En plus de la relation entre Yūsuke et Misaki (et du poids de la relation qu’avait Yūsuke avec Oto), il y a tout un axe sur les répétitions d’Oncle Vania. Yūsuke travaille avec des pièces multilingues, où chaque acteur dit le texte dans sa propre langue, ce qui est un concept assez intéressant dans la vie réelle, et bien mis en scène dans le film. Yūsuke refuse de jouer Oncle Vania lui-même (c’était la pièce qu’il jouait à la mort d’Oto et il trouve que le texte force trop les acteurs à se confronter à eux-mêmes), mais il fait travailler ses acteurs dessus, et notamment Kōji qui interprète le personnage d’Oncle Vania lui-même, un jeune acteur impulsif qui saborde sa propre vie et était , l’amant d’Oto. On ne comprend pas trop le choix de Yūsuke, mais ce n’est pas dit qu’il le comprenne lui-même : il réprime énormément ses sentiments tout au long du film et il adopte une posture mi-paternelle mi-agacée vis-à-vis de Kōji. Pour autant ce n’est pas un film où une femme (Misika) va aider un homme (Yūsuke) à reprendre contact avec ses sentiments : Misika aussi est laconique et peu sentimentale, les deux vont s’épauler mutuellement dans cette tâche.

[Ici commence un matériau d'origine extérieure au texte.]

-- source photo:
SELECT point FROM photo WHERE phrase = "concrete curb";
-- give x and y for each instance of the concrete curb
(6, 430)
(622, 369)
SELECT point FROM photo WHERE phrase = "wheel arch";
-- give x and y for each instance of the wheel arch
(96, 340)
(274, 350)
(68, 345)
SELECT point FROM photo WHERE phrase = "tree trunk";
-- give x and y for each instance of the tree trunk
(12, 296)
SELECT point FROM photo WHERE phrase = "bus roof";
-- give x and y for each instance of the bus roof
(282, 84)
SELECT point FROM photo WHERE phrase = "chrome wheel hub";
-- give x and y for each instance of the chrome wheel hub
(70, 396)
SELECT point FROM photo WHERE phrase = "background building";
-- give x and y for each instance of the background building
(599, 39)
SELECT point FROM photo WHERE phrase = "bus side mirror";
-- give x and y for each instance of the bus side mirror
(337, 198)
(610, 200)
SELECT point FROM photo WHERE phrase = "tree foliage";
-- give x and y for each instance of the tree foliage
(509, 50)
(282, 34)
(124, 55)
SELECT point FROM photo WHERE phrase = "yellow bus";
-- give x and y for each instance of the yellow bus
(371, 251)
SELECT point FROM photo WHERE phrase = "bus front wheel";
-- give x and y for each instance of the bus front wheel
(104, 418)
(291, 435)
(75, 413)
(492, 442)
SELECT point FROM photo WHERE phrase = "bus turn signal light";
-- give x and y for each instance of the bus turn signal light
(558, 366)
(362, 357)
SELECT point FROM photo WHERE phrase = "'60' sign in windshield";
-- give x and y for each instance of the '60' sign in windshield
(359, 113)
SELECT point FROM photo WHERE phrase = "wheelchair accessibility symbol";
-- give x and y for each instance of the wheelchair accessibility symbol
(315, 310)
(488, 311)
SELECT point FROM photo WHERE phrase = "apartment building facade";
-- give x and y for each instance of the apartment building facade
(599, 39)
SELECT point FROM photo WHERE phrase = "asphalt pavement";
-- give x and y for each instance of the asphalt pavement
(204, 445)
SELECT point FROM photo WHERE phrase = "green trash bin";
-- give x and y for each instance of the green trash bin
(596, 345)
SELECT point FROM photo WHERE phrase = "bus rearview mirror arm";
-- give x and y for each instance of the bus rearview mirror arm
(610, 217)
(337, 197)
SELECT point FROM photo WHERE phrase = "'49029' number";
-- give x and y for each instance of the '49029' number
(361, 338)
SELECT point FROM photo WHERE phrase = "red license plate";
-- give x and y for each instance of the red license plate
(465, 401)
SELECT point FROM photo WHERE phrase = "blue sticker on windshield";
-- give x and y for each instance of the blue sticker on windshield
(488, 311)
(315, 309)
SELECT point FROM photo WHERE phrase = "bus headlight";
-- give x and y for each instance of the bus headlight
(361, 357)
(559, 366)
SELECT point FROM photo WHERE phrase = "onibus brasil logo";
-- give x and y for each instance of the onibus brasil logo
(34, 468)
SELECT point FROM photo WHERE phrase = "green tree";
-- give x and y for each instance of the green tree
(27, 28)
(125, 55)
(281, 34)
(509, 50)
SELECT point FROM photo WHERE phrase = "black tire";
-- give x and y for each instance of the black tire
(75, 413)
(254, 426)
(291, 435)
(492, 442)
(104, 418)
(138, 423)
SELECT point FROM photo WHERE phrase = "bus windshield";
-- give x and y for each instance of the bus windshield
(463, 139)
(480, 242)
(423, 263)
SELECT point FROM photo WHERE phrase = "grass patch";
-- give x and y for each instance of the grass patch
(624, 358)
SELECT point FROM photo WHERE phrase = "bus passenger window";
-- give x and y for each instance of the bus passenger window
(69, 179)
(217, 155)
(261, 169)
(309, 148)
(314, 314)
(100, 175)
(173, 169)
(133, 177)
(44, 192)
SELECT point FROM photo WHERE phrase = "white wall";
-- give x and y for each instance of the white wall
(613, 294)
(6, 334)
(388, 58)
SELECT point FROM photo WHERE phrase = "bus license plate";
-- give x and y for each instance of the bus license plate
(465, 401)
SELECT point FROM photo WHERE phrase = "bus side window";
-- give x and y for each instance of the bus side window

Comme je le disais, j’ai bien aimé, on se laisse emporter par l’histoire et les relations entre les personnages. Pour autant je trouve que la façon de filmer est souvent assez factuelle : « voici une voiture qui roule » ; « voici une répétition de théâtre dans une salle éclairée au néon », alors que certains plan et certains éclairages montrent qu’il était possible de faire autrement.